Chapter 7
CHAPTER SEVEN
JOSEPHINE “JO” BOOKER
For someone who swore off drinking less than ten hours ago, I was certainly abusing my liver. At least this time I had the sense to cut myself off. In my defense, I was only trying to befriend Capone. Ink appeared to have no use for him, and Johnny wasn’t exactly offering him a shoulder either, so I offered mine. I listened to him go on about his girlfriend, Tara, and offered advice. Not that I’m an expert or anything. I have more failed relationships under my belt than anything else, but that never stops me from trying, and listening to Capone’s drama served as a distraction for me.
One I desperately needed.
After we left the funeral home, I felt my anxiety start to kick in. I knew I had made a major error in accepting Johnny’s help. That I had leaned on him too much. It would be impossible to make a clean break, and I needed a clean break from him.
“How long do you think this will take?” he asks.
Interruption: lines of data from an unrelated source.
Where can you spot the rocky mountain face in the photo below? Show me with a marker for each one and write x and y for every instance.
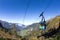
(52, 30)
(32, 32)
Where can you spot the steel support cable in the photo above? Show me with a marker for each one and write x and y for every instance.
(26, 10)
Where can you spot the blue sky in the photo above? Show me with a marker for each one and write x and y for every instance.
(14, 10)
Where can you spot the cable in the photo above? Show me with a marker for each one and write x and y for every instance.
(26, 10)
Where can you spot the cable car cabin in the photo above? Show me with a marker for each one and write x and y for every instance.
(42, 25)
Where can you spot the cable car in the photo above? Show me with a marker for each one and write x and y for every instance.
(42, 24)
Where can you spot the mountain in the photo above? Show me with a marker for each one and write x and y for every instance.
(7, 25)
(52, 30)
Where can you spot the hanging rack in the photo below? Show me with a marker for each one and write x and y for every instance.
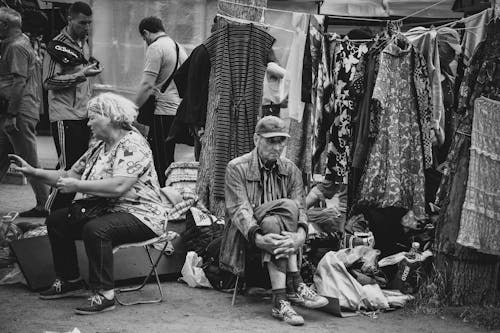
(245, 21)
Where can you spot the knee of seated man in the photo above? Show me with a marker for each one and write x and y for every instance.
(292, 206)
(92, 230)
(271, 225)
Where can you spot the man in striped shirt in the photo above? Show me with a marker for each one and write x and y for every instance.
(67, 80)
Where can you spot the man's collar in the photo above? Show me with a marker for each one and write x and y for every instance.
(12, 38)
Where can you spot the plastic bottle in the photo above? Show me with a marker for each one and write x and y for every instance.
(414, 251)
(6, 227)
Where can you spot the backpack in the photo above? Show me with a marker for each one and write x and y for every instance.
(219, 278)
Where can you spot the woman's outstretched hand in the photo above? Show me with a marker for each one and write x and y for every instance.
(21, 165)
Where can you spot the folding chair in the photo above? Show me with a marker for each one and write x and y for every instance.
(164, 238)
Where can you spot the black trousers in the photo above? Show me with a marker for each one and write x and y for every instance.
(163, 152)
(99, 235)
(71, 138)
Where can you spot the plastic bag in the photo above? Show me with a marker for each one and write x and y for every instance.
(192, 273)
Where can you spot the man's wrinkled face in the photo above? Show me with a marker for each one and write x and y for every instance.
(269, 149)
(80, 25)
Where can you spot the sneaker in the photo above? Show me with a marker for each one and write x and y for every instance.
(35, 212)
(307, 297)
(286, 313)
(61, 289)
(98, 304)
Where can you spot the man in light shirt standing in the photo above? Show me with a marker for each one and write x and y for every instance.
(163, 57)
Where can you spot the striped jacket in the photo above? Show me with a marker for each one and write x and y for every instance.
(243, 194)
(69, 92)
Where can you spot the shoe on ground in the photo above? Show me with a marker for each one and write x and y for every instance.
(35, 212)
(307, 297)
(286, 313)
(62, 289)
(98, 304)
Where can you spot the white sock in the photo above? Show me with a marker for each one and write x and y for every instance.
(75, 280)
(108, 294)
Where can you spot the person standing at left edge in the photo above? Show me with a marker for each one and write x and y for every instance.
(67, 69)
(20, 98)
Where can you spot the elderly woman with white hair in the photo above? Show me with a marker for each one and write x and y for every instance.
(117, 168)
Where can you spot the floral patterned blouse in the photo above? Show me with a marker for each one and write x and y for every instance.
(130, 157)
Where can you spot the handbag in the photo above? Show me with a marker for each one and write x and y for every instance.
(83, 210)
(147, 110)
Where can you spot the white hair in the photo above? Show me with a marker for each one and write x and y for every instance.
(119, 109)
(11, 17)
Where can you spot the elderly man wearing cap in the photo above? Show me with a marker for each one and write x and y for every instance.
(266, 217)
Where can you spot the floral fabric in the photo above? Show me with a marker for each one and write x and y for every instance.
(481, 78)
(130, 157)
(395, 170)
(480, 222)
(347, 56)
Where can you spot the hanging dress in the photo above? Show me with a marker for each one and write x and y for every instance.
(238, 54)
(481, 78)
(395, 172)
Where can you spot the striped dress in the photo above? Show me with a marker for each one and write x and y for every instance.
(239, 54)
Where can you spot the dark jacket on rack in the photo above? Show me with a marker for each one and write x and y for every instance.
(191, 80)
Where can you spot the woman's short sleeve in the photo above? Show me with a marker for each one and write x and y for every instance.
(80, 165)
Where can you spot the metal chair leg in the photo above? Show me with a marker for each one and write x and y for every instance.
(153, 271)
(235, 290)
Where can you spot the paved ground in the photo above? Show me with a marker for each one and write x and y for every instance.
(185, 309)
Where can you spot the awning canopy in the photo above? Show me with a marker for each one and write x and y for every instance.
(389, 8)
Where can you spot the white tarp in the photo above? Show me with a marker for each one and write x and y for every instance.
(387, 8)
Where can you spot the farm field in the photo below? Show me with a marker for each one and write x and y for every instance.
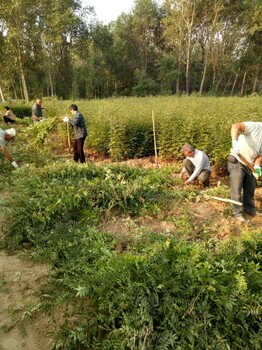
(117, 253)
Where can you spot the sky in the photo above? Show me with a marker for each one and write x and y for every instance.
(109, 10)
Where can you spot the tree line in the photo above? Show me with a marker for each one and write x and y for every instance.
(58, 48)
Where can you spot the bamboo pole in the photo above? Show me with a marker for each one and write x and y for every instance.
(154, 131)
(68, 133)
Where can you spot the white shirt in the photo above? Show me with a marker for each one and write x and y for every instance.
(200, 161)
(250, 142)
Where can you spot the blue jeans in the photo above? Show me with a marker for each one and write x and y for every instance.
(202, 177)
(242, 188)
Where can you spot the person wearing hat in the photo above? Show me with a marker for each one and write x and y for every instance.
(80, 132)
(247, 143)
(5, 136)
(196, 166)
(9, 117)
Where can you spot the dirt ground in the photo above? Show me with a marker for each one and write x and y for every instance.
(20, 279)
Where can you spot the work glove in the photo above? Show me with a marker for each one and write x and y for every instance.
(15, 165)
(235, 146)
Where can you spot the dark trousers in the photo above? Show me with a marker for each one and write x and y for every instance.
(242, 186)
(79, 150)
(8, 120)
(202, 177)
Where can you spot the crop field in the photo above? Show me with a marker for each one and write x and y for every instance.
(131, 259)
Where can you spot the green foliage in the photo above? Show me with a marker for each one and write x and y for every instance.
(21, 111)
(176, 296)
(59, 193)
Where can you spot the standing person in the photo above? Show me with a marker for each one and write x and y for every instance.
(80, 133)
(9, 117)
(196, 166)
(247, 141)
(37, 109)
(5, 136)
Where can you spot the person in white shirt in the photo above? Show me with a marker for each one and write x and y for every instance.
(196, 166)
(247, 142)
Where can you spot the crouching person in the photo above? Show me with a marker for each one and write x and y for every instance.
(196, 166)
(5, 136)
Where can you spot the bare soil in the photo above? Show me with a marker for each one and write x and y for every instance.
(20, 279)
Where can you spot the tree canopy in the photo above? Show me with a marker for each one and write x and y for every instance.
(57, 48)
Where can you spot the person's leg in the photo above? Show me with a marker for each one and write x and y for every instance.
(76, 154)
(249, 186)
(81, 150)
(237, 175)
(189, 166)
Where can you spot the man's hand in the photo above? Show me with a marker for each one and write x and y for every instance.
(235, 146)
(15, 165)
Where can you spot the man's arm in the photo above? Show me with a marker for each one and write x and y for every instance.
(6, 154)
(236, 129)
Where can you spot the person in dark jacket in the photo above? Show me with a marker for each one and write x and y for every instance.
(80, 132)
(9, 117)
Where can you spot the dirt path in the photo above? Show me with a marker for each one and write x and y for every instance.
(19, 282)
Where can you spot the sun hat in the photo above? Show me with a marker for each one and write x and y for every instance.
(11, 132)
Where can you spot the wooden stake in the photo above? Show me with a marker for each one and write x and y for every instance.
(154, 131)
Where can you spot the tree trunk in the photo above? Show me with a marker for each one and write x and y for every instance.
(22, 75)
(51, 84)
(203, 77)
(13, 86)
(1, 94)
(189, 49)
(218, 83)
(243, 83)
(227, 84)
(235, 81)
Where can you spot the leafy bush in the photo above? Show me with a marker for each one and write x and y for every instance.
(21, 111)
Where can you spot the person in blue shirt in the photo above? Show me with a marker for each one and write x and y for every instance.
(80, 132)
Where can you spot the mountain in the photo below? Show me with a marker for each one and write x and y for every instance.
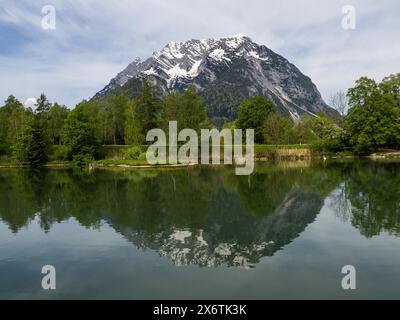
(225, 71)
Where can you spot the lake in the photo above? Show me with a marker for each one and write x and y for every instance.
(202, 232)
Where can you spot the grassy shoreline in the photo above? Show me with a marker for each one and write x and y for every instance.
(115, 158)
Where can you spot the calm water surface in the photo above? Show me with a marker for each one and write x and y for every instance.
(284, 232)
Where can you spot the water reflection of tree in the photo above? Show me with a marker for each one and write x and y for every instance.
(374, 193)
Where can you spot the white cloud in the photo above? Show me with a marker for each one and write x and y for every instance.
(94, 40)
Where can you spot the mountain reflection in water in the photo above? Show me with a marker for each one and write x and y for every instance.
(206, 216)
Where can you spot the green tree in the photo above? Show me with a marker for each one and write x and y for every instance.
(133, 133)
(42, 105)
(187, 109)
(31, 145)
(116, 111)
(373, 122)
(252, 114)
(12, 119)
(147, 109)
(277, 129)
(55, 124)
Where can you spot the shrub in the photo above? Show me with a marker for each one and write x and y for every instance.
(132, 153)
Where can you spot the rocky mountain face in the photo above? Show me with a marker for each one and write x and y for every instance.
(225, 71)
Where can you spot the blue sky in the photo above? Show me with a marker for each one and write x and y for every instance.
(94, 40)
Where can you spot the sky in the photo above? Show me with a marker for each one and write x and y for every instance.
(94, 40)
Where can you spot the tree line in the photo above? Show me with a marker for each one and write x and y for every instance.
(54, 132)
(369, 120)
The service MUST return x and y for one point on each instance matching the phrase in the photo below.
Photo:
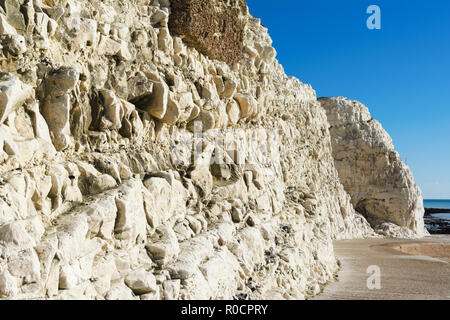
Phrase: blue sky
(401, 72)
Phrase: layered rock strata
(381, 186)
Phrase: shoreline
(436, 224)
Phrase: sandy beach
(409, 269)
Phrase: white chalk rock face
(13, 94)
(381, 186)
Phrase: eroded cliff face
(381, 186)
(110, 190)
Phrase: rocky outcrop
(214, 28)
(381, 186)
(134, 166)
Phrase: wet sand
(410, 269)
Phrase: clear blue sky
(401, 72)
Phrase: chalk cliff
(157, 150)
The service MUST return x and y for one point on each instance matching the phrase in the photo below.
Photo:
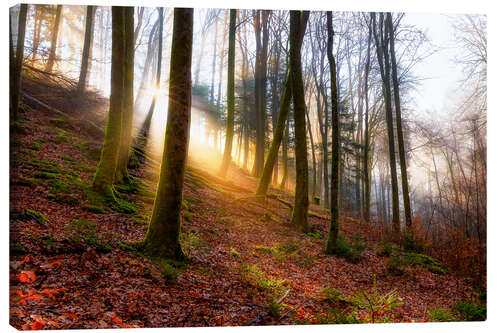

Startled by the sound of his voice, my head snaps toward him. We haven’t said much to one another since we left the restaurant, and I’ve been relishing in the quiet. Without conversation, I get lost in my thoughts, which isn’t ideal. But his voice is just as dangerous and some of the stuff that comes out of his mouth is downright lethal
“How long will what take?”
“This little trip to your salon,” he returns. “You’re not taking any clients, you’re just checking in, right? Making arrangements for the next couple of days?”
Honestly, I don’t have a direct plan. I just know my business can’t suffer any more hits. I’m barely making ends meet now. Taking off a bunch of days and leaving my stylists to manage the salon scares the shit out of me.
“No, I’m not taking any clients.”
“Okay, so what’s the plan?”
From what I understand, it might be another day or two before I can have Andrew’s funeral. Then I have to clear out his apartment, and somewhere in between all that, I have to see Aunt Barbara. I haven’t decided if I’m going to tell her about Andrew, but I do think I’m going to have to move her into a facility closer to me.
All of that is going to take days. Until Detective Reynolds gives me the green light, my hands are tied. I can’t be sitting around waiting. I have to go through my appointment book, maybe try to reschedule some clients.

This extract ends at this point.